A Delaware judge has voided Tesla CEO Elon Musk’s gargantuan $55 billion pay package following a lawsuit by shareholders claiming it was far too much wealth to award a single individual.
In a ruling this week, Delaware judge Kathaleen McCormick called the billionaire’s cushy compensation plan “an unfathomable sum,” arguing it was unfair to shareholders.
Uncontested, the decision could leave a massive gap in the net worth of the once richest man in the world, which could have a ripple effect on his other ventures, including SpaceX and his online echo chamber X-formerly-Twitter.
McCormick’s ruling also highlights the long-standing rift between some of Tesla’s shareholders and the company’s mercurial and unpredictable CEO, who has consistently been embroiled in controversies over the last couple of years. That relationship has steadily worsened, especially following Musk’s chaotic acquisition of Twitter, which forced him to dig deep into his pockets and sell off billions of dollars worth of Tesla shares.
The payout dates back to 2018, when Tesla reached a ten-year agreement with Musk. At the time, Tesla calculated the package to be worth around $2.284 billion, considering the company’s 2018 share value.
Since then, Tesla has had several blockbuster years, with shares hitting record highs in 2021. The scale of the pay package today is off the charts. According to Reuters, it’s the biggest of its kind in US corporate history.

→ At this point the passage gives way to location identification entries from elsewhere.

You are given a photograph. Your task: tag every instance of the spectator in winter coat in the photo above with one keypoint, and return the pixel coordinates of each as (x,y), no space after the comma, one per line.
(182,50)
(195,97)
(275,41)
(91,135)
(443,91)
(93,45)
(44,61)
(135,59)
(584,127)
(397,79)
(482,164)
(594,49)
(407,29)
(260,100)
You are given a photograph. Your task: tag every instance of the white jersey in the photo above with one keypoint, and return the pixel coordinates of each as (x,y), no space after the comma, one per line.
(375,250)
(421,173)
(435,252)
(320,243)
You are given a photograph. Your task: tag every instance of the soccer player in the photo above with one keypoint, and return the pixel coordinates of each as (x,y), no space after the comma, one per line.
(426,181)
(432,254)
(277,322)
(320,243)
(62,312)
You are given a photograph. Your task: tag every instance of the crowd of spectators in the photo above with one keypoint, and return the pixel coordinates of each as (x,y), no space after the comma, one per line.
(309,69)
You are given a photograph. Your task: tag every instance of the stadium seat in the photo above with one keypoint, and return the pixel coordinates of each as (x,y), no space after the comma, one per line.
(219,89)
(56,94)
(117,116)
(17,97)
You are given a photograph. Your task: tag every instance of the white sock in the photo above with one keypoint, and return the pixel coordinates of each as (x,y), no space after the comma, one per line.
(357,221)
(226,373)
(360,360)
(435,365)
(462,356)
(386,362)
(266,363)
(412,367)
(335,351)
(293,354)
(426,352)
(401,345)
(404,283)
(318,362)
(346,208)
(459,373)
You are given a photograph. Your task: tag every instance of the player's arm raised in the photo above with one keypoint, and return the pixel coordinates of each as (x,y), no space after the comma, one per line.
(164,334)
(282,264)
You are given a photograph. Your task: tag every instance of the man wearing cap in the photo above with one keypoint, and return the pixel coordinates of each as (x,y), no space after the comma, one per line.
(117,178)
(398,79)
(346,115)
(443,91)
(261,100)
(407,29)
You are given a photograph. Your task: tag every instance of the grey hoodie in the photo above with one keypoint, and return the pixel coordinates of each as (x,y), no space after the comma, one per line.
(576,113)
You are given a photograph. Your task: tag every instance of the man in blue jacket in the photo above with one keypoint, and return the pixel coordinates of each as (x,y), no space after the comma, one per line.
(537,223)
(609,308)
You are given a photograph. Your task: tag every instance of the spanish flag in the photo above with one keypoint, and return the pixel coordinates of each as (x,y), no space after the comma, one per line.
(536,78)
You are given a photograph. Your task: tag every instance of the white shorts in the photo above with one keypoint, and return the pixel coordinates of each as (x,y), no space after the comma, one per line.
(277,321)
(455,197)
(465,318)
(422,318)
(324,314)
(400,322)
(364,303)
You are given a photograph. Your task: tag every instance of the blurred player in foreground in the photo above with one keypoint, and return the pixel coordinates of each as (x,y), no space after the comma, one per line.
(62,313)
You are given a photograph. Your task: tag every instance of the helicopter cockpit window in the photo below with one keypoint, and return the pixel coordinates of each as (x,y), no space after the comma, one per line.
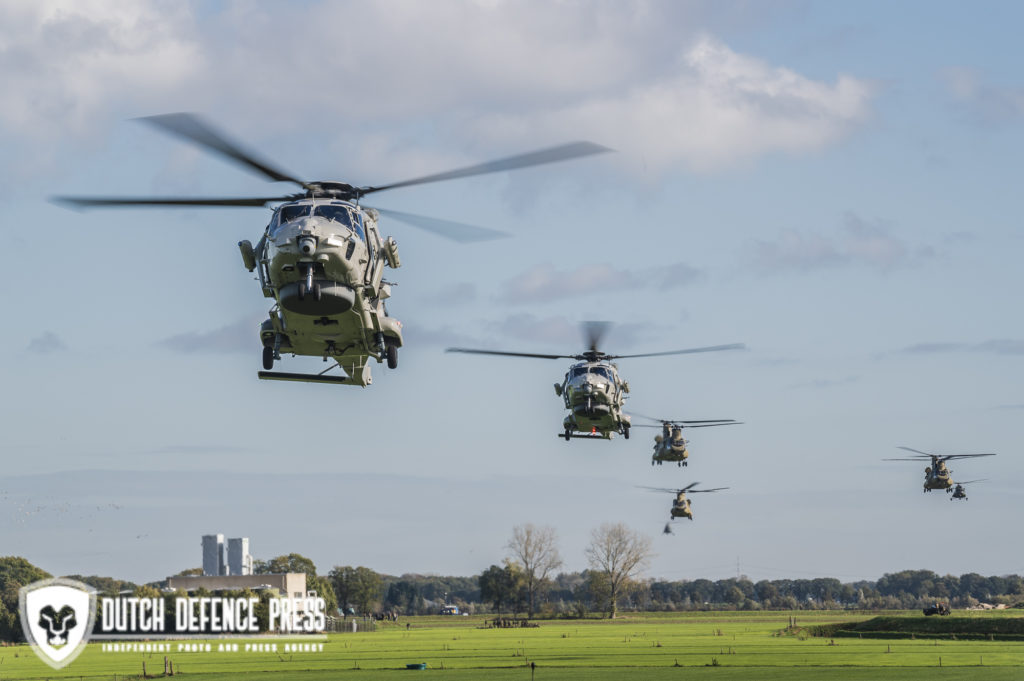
(289,213)
(340,214)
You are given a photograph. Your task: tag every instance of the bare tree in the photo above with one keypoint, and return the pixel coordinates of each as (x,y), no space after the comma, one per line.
(536,551)
(617,554)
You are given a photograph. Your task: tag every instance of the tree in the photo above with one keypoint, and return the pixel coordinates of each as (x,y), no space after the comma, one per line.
(536,551)
(617,554)
(293,562)
(358,587)
(502,586)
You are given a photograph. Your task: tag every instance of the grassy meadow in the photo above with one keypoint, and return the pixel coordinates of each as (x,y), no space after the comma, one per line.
(706,645)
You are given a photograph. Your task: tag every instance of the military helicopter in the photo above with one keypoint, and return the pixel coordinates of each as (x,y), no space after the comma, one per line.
(960,492)
(681,507)
(671,445)
(592,390)
(938,476)
(322,256)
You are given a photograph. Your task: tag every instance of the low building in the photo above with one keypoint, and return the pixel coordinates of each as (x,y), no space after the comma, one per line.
(292,585)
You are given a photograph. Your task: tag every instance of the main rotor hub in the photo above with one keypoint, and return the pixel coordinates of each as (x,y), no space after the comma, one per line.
(328,189)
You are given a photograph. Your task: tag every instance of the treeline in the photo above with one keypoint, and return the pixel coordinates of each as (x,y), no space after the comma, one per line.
(572,594)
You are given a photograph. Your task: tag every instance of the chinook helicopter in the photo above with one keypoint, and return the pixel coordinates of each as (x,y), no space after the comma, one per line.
(960,492)
(322,256)
(681,507)
(938,476)
(671,445)
(592,389)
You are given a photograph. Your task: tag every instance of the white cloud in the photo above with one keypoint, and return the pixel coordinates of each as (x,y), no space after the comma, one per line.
(989,103)
(68,61)
(543,283)
(46,343)
(718,109)
(479,77)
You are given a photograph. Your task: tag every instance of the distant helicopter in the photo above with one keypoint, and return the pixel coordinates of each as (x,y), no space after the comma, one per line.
(592,390)
(938,476)
(322,256)
(671,445)
(681,507)
(960,492)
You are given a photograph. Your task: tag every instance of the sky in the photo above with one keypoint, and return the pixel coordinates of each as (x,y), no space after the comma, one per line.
(834,184)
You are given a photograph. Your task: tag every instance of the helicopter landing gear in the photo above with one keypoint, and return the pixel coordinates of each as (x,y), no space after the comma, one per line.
(309,286)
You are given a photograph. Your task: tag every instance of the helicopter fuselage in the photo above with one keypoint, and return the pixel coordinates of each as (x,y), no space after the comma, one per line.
(670,445)
(681,507)
(938,477)
(323,262)
(594,395)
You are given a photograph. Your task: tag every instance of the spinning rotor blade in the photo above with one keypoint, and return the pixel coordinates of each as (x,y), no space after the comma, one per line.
(593,332)
(916,451)
(450,229)
(127,202)
(469,350)
(910,459)
(713,348)
(552,155)
(193,128)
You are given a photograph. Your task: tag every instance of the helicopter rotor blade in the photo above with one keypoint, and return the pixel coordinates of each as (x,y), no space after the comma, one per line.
(712,348)
(193,128)
(128,202)
(469,350)
(666,490)
(594,332)
(459,231)
(552,155)
(919,459)
(926,454)
(681,424)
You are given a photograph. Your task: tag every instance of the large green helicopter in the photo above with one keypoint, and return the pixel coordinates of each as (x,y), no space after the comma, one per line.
(671,445)
(592,390)
(937,475)
(681,506)
(322,256)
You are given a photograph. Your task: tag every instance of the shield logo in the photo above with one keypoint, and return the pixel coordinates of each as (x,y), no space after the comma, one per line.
(57,616)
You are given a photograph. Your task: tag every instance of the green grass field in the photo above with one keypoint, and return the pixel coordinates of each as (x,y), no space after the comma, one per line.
(706,645)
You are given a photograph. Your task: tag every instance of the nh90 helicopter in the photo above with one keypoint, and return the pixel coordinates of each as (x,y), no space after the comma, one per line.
(681,506)
(592,390)
(671,445)
(937,475)
(322,256)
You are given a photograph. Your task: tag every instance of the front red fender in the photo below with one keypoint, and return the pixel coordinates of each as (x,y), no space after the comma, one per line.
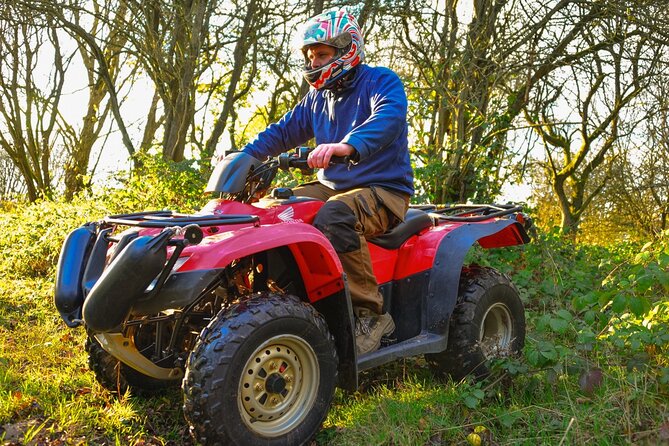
(317,261)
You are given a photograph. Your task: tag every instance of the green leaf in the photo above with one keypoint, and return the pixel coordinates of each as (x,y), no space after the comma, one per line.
(564,314)
(471,401)
(559,325)
(619,303)
(639,305)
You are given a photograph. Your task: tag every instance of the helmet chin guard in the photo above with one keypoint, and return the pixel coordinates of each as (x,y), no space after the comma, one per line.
(338,29)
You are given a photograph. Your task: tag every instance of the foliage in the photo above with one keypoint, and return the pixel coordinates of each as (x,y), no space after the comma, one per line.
(577,325)
(158,184)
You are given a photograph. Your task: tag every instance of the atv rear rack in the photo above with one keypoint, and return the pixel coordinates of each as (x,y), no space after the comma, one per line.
(166,219)
(474,212)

Forbes now lists Musk’s net worth as just $183.4 billion, with $55.8 billion representing around 30 percent of that.
“If this ruling stands, it will put a sizable dent into his net worth,” University of California, Berkeley law professor Adam Badawi told Reuters. “I think essentially what the court is saying is like, ‘Look, we’re not literally taking money out of Elon Musk’s pocket,’ although he certainly will feel that way because he hasn’t exercised shares.”
Musk, for his part, is seething.
“The most salient point that was missed was that the shares could not be sold for five years after exercise of the options,” Musk tweeted, “making it impossible to ‘exercise and run.'”
Experts are expecting Musk to fight the decision in court.
“He may appeal because he has little to lose from appealing,” Columbia law professor John Coffee told Reuters. “I would not expect the [Delaware Supreme Court] to reverse the chancellor but it certainly could happen.”
As Bloomberg points out, Tesla’s board could also simply choose to come up with a new pay package.
The move couldn’t have happened at a worse time for Musk. Tesla recently disappointed shareholders by failing to hit targets in Q4 of 2023.
Musk was also accused of “blackmailing” Tesla shareholders by threatening to pursue other AI ventures “outside of Tesla” unless he got a 25 percent voting control, a 12 percent increase.
“I don’t want to control it, but if I have so little influence at the company at this stage, I could be voted out by some random shareholder advisory firm,” he argued during a recent earnings call.
As expected, Musk is fuming at the judge’s decision and is letting out his frustrations on his social media platform.
“Never incorporate your company in the state of Delaware,” an incensed Musk tweeted, before releasing a barrage of angry messages about immigration and other pet political issues.